Published in final edited form as: Dig Dis Sci. 2018 Aug 14;63(11):2880–2888. doi: 10.1007/s10620-018-5238-6

Survival Disparities by Race and Ethnicity in Early Esophageal Cancer

Angela C Tramontano 1, Ryan Nipp 2, Nathaniel D Mercaldo 1,3,4, Chung Yin Kong 1,3, Deborah Schrag 5, Chin Hur 1,3,6
PMCID: PMC6738563  NIHMSID: NIHMS1049271  PMID: 30109578

Abstract

Background

Survival outcome disparities among esophageal cancer patients exist, but are not fully understood.

Aims

We used the Surveillance, Epidemiology, and End Results (SEER)-Medicare linked database to determine whether survival differences among racial/ethnic patient populations persist after adjusting for demographic and clinical characteristics.

Methods

Our study included T1-3N0M0 adenocarcinoma and squamous cell cancer patients diagnosed between 2003 and 2011. We compared survival among two racial/ethnic patient subgroups using Cox proportional hazards methods, adjusting for age, sex, histology, marital status, socioeconomics, SEER region, comorbidities, T stage, tumor location, diagnosis year, and treatment received.

Results

Among 2025 patients, 87.9% were White and 12.1% were Nonwhite. Median survival was 18.7 months for Whites vs 13.8 months for Nonwhites (p = 0.01). In the unadjusted model, Nonwhite patients had higher risk of mortality (HR = 1.29, 95% CI 1.11–1.49, p < 0.0001) when compared to White patients; however, in the Cox regression adjusted model there was no significant difference (HR = 0.94, 95% CI 0.80–1.10, p = 0.44). Surgery, chemotherapy, younger age, lower T stage, and lower Charlson comorbidity score were significant predictors in the full adjusted model.

Conclusions

Differences in mortality risk by race/ethnicity appear to be largely explained by additional factors. In particular, associations were seen in surgery and T stage. Further research is needed to understand potential mechanisms underlying the differences and to better target patients who can benefit from treatment options.
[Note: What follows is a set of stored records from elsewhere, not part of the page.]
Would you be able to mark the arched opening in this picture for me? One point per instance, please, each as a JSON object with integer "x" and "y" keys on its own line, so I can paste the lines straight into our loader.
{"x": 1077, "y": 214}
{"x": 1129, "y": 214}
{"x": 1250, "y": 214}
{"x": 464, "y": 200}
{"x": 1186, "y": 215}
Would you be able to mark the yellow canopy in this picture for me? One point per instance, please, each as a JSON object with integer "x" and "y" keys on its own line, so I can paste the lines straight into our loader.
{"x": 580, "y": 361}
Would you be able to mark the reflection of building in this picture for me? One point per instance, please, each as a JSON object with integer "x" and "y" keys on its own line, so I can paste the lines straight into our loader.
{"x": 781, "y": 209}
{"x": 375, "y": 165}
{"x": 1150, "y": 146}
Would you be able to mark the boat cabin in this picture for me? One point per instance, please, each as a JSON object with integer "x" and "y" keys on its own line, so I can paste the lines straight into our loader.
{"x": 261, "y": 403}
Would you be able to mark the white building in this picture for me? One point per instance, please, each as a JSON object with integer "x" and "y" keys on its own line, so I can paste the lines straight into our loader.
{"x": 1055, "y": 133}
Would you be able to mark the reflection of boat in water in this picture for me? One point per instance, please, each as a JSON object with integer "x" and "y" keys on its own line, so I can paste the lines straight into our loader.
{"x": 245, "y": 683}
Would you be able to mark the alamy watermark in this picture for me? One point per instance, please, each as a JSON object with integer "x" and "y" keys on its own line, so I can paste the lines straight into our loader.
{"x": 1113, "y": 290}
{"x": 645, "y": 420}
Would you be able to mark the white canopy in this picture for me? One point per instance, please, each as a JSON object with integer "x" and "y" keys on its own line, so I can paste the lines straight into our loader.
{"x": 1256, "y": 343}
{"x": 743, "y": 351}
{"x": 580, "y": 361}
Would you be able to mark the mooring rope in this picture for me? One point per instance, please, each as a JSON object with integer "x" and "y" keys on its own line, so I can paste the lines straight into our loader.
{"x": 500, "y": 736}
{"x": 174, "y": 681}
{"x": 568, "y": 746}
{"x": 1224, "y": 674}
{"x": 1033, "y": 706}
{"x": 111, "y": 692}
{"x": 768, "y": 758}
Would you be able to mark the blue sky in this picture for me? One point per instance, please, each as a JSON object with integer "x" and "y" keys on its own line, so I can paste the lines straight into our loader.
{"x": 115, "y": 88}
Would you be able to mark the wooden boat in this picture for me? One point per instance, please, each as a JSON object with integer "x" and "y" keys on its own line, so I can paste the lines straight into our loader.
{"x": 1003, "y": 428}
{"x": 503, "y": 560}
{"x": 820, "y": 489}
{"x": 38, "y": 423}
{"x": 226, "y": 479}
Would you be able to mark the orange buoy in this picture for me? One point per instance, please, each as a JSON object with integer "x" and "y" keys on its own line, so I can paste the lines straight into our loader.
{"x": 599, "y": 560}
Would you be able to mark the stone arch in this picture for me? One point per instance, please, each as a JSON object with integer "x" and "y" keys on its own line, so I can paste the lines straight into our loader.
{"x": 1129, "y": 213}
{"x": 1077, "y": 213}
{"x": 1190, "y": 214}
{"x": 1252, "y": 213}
Keywords: Esophageal cancer, Disparities, SEER-Medicare, Outcomes, Survival

Introduction

Esophageal cancer incidence in the USA has risen over the past 20 years, with an estimated 16,940 new cases and 15,690 deaths expected in 2017 [1, 2]. The incidence of esophageal adenocarcinoma, which is predominately diagnosed in White patients, has risen dramatically, while squamous cell carcinoma, which is more commonly diagnosed in Black patients, has decreased [3, 4].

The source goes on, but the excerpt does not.